In Boardroom’s first Governance Community call in mid-February, multiple service providers presented details about their past work, current work, and proposal activity during the month. Delegates were also able to share their opinions on an impactful proposal, debating high-level Moonwell governance practices. The recording of the call can be found here. Continuing these conversations in real-time could prove to be net-positive in terms of community dynamics; it maps a “voice” to the names of users in the forums and allows for deeper discussion on critical issues.


Opportunities

As Moonwell matures and scales, challenges understandably arise in communicating every aspect of the DAO’s operations with every community member.
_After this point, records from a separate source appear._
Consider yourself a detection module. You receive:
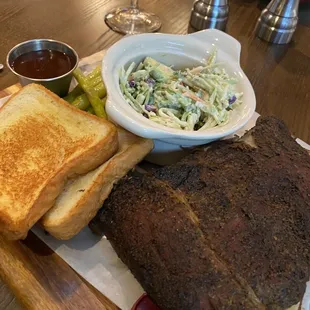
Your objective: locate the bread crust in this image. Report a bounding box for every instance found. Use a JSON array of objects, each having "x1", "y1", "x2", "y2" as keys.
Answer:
[
  {"x1": 41, "y1": 129, "x2": 153, "y2": 240},
  {"x1": 0, "y1": 84, "x2": 118, "y2": 240}
]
For example, this forum post displayed a misunderstanding of MFAM runway before a contributor to the Moonwell protocol was able to clarify the situation. As the DAO continues to grow and add new members, these types of misunderstandings are commonplace. Because no single team member can scale their attention infinitely, it becomes increasingly important to

  1. Create clear, non-technical communications that can answer a wide range of questions.
  2. Make them as easy as possible to find and identify.
  3. Enable community moderators or other active members to easily point newcomers to the relevant resources to help clear up confusion quickly and efficiently.
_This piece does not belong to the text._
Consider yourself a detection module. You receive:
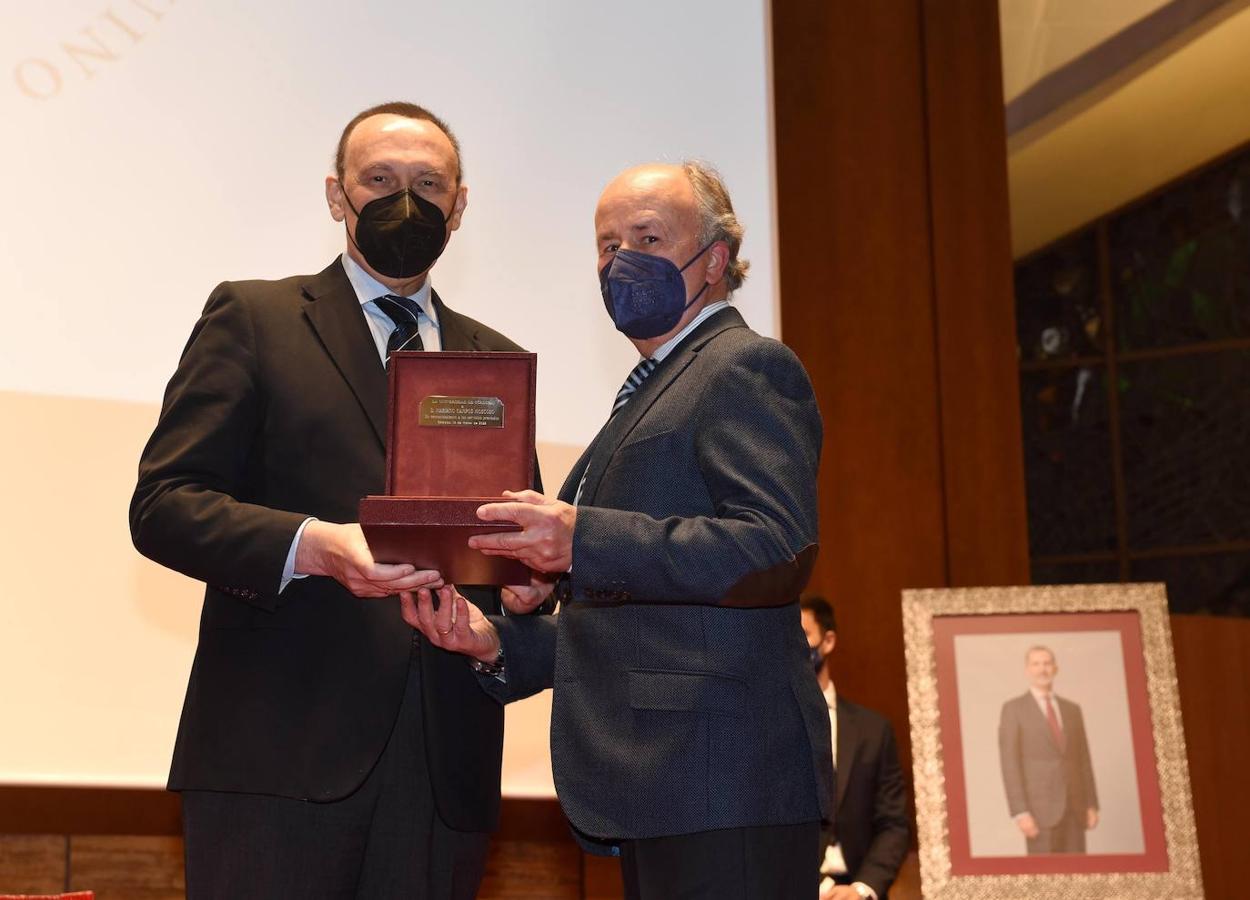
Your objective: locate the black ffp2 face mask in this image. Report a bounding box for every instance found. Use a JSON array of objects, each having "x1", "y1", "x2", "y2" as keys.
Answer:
[{"x1": 342, "y1": 187, "x2": 451, "y2": 279}]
Boardroom suggests that the community always engage in effective communication. Please reach out if you need support in writing proposals or forum posts.

In the same vein, there is an opportunity to increase productive participation in governance through official rewards programs. The Moonwell could reward the types of user behaviors that most benefit the protocol while avoiding appealing to farmers. We would suggest that the community write a proposal on this if it so desires.

Finally, documentation and education could become a quasi-open source effort by opening the editing of Moonwell Docs. By encouraging community members to help create content for the protocol, Moonwell cannot only benefit from more up-to-date and concise information, but they can also increase the level of understanding of the protocol among the community.


Conclusion

The February 2024 report highlights governance initiatives and high-level discussions on protocol sustainability, milestones achieved by core contributors, a healthy amount of voter turnout, constructive levels of non-consensus voting behavior, and a few immediate opportunities that could improve participation in governance in the short to medium term.

In the future, these monthly updates will include data to track the metrics of the current month compared to the previous month.